Des signalements d'agents de police abusant de la technologie pour traquer des partenaires amoureux ont alimenté davantage la contestation publique. De tels incidents ont un précédent dans le cadre plus large de l'utilisation abusive des bases de données par les forces de l'ordre ; une enquête de l'inspecteur général du Département de la Justice en 2016 a révélé des problèmes persistants d'interrogations inappropriées des bases de données fédérales par le personnel des forces de l'ordre. Les dernières réformes de Flock comprennent des mesures conçues pour prévenir activement de telles utilisations abusives.

Un cadre appelé Audit Assistance, qui signale les comportements de recherche anormaux, avait précédemment été publié en tant que fonctionnalité optionnelle. Flock a signalé qu'environ un tiers des agences l'avaient activée. L'entreprise en fera désormais une norme pour chaque client des forces de l'ordre. « Lorsqu'un système détecte une activité anormale, l'utilisateur est verrouillé en temps réel jusqu'à ce qu'un administrateur examine les recherches. Flock passe à une approche plus proactive pour aborder et éliminer l'utilisation abusive de la technologie », a déclaré l'entreprise.

Flock exigera également une raison documentée pour chaque recherche. En juillet 2025, l'entreprise a introduit une exigence facultative de code de dossier ; la nouvelle réforme rend ce code de dossier obligatoire, bien qu'une dérogation existera pour les « véritables urgences » telles que les affaires d'enfants disparus.

« Une recherche sans raison est une recherche qui ne devrait pas avoir lieu en premier lieu, et maintenant le système de Flock la traite automatiquement ainsi », a déclaré Flock à FOX Business.

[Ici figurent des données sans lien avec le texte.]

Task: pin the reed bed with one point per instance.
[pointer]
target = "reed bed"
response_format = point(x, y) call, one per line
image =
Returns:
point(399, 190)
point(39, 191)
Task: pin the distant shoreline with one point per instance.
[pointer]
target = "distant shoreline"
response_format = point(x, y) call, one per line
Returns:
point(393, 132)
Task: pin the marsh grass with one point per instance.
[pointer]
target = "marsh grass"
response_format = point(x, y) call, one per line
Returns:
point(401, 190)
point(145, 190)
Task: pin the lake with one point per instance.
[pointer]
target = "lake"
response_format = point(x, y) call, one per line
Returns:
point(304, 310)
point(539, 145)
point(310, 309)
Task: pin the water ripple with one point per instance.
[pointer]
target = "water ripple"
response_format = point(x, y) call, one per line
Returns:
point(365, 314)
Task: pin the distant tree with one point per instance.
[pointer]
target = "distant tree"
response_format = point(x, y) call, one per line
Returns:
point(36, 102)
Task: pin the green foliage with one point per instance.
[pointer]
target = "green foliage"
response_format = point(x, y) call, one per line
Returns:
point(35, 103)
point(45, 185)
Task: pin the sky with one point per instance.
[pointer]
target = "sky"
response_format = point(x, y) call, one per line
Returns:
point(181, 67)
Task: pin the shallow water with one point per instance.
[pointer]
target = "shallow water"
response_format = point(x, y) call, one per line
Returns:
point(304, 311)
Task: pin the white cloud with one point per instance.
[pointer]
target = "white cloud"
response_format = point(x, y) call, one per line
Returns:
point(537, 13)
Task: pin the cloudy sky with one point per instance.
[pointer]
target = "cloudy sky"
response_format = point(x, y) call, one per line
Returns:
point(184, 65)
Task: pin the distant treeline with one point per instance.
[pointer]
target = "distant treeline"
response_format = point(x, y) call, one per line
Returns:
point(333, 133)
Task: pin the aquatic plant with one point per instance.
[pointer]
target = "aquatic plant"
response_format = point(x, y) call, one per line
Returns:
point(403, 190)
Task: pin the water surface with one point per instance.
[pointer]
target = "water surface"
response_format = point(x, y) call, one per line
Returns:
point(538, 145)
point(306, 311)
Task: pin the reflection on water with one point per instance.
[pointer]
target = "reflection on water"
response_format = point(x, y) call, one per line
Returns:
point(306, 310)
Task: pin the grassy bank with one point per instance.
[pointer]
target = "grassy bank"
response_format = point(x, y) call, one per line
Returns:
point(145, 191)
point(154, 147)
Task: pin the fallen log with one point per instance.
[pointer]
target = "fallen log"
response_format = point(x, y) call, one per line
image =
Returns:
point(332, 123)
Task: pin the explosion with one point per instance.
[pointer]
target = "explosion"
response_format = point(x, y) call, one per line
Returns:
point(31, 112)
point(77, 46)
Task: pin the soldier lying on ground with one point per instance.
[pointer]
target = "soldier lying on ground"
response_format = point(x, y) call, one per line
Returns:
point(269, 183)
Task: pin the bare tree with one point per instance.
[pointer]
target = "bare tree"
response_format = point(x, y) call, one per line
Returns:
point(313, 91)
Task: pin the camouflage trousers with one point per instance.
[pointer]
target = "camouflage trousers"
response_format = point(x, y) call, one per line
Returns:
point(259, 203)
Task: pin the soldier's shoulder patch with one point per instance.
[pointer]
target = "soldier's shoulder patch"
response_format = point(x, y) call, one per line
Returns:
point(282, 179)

Malgré la contestation, Flock a souligné son bilan d'aide à la localisation de personnes disparues. L'entreprise a déclaré que sur les environ 1 million d'enquêtes impliquant sa technologie l'année dernière, environ 10 000 personnes disparues ont été localisées. Les réformes arrivent alors que les communautés à l'échelle nationale continuent de peser les compromis entre le maintien de l'ordre par surveillance et les protections constitutionnelles de la confidentialité, les gouvernements locaux devenant de plus en plus les principaux arbitres de la manière dont ces technologies sont déployées.